- Directed by: Jane Spencer
- Written by: Jane Spencer; Lucy Shuttleworth;
- Produced by: Jane Spencer; Gia Muresan; Wendy Thomas; Julia Verdin; Christo Dimassis; Richard Hudson;
- Starring: Michael Madsen; Jean-Hugues Anglade; Meredith Ostrom; Megan Maczko; Joshua Feinman; Wendy Thomas; , Leo Gregory
- Release date: 5 April 2014;
- Running time: 93 minutes
- Country: Switzerland
- Language: English

= The Ninth Cloud =

The Ninth Cloud (also known under the working titles Bob's Not Gay, Men Don't Lie, and Cloud Nine) is a 2014 independent comedy-drama film directed by Jane Spencer. It follows a dreamy young woman in love with an American expatriate.

==Synopsis==
Zena is a beautiful vulnerable young London woman that goes through her life in a dream-like haze.
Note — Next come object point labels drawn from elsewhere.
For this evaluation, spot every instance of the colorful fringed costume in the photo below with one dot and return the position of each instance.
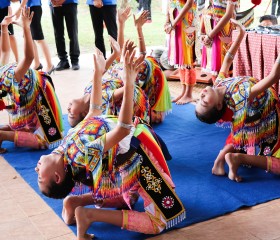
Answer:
(212, 57)
(33, 107)
(181, 47)
(111, 107)
(253, 123)
(152, 80)
(128, 165)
She falls in love with an American expatriate aspiring theatre director, whom she idolizes as perfect.

== Cast ==
- Megan Maczko as Zena
- Michael Madsen as Bob
- Jean-Hugues Anglade as Jonny
- Meredith Ostrom as Miriam
- Elodie Betrisey as Bumble
- Ian Webster as Guy Wordsworth
- Wendy Thomas as Gemma
- Gabrielle Ryan as Princess Mariba

==Production==
Plans to film The Ninth Cloud (then titled Bob's Not Gay) were announced in 2006. The following year William Baldwin, Irène Jacob, and Julia Jentsch signed on to perform in the film, and filming was slated to begin May 2007 in Bucharest. Financial difficulties delayed shooting and the film's working title and star lineup changed several times. Actor Guillaume Depardieu was at one point attached to the movie but Spencer was forced to recast after Depardieu died in 2008. After casting Madsen and Maczko, Spencer began and completed principal shooting in 2011 and the film was in post production in 2012 and 2013.